Clinton believes ex-felons should be allowed to vote and has promised executive action to "ban the box," which would prevent questions about criminal history being asked during the hiring of federal government employees and contractors. Clinton has also proposed a $5 billion investment in reentry jobs programs for ex-felons.

It's unclear where Trump stands on a "ban the box" initiative, but he has come out strongly against lawmakers who restore voting rights to ex-felons, whom he suspects will vote Democrat.

"You know what they just did in the state of Virginia — 200,000 people that were in prison for horrible crimes are being given the right to vote," he told a Rhode Island audience in April, lambasting Virginia's Democratic governor, Terry McAuliffe. "That's crooked politics. Because Virginia's a very close state."

Death penalty

The federal use of the death penalty dramatically expanded in the 1990s, and its modern use has grown increasingly at odds with its dwindling use in the state systems. Recent reports show that states' use of the death penalty is declining each year — in part because of widespread shortages of lethal-injection drugs — yet is propped up by a handful of counties that often demonstrate systemic failings, such as overzealous prosecutors, inadequate defense lawyers, and racial bias and exclusion.

These concerns have been projected onto the federal system as well, particularly in cases such as Dzhokhar Tsarnaev's, when the convicted Boston Marathon bomber was sentenced to death by a federal jury in Massachusetts, a state that devoutly opposes capital punishment.

Both Clinton and Trump support the death penalty — Clinton even splits with her party on this issue, favoring a limited-use policy while the Democratic platform endorses its abolishment. In a memorable exchange with a death-row exoneree in March, Clinton was asked how she could justify her stance on the death penalty given mounting awareness of wrongful convictions.

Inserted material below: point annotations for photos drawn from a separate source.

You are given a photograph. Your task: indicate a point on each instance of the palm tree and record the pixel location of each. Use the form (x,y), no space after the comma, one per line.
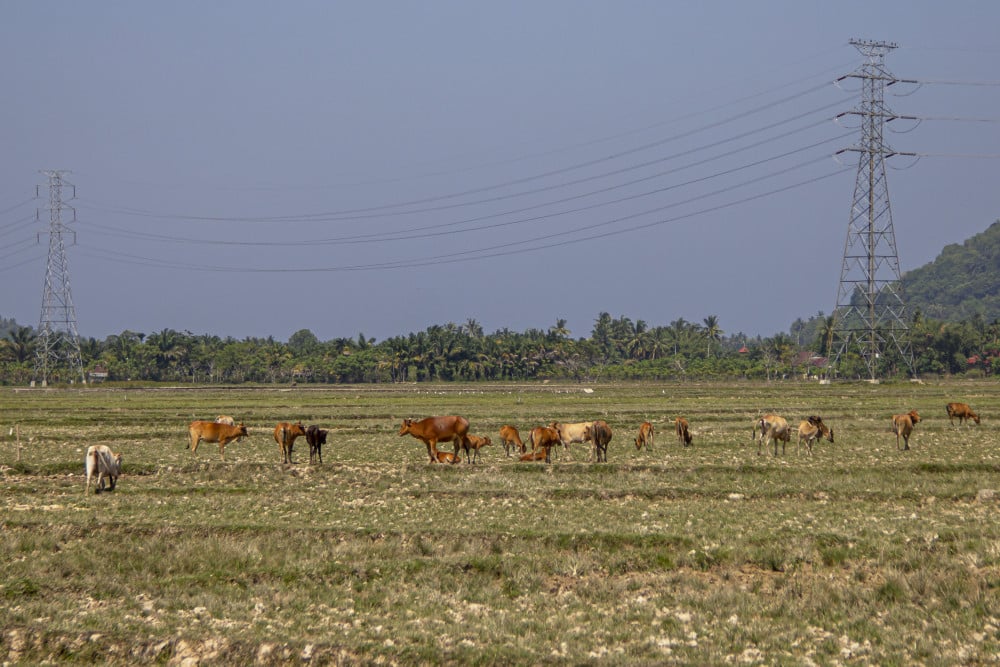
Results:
(711,331)
(472,328)
(559,330)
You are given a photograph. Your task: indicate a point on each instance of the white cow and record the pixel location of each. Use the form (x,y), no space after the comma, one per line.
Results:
(104,463)
(570,433)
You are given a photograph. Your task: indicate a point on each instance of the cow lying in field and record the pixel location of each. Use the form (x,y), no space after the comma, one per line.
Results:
(285,434)
(902,426)
(445,457)
(214,432)
(433,430)
(811,430)
(542,439)
(962,411)
(540,455)
(683,434)
(645,437)
(472,445)
(103,463)
(511,438)
(316,437)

Clinton gave a meandering response, saying she would "breathe a sigh of relief" if the Supreme Court or the states eliminated the death penalty, but she believed it should still be used for those who commit "really heinous crimes."

She continued:

"Where I end up is this — and maybe it's a distinction that is hard to support — but at this point, given the challenges we face from terrorist activities, primarily in our country, that end up under federal jurisdiction, for very limited purposes I think it can still be held in reserve for those."

Trump appears to have fewer qualms about using the death penalty and said last year he would sign an executive order to mandate the death penalty for anyone convicted of killing police officers.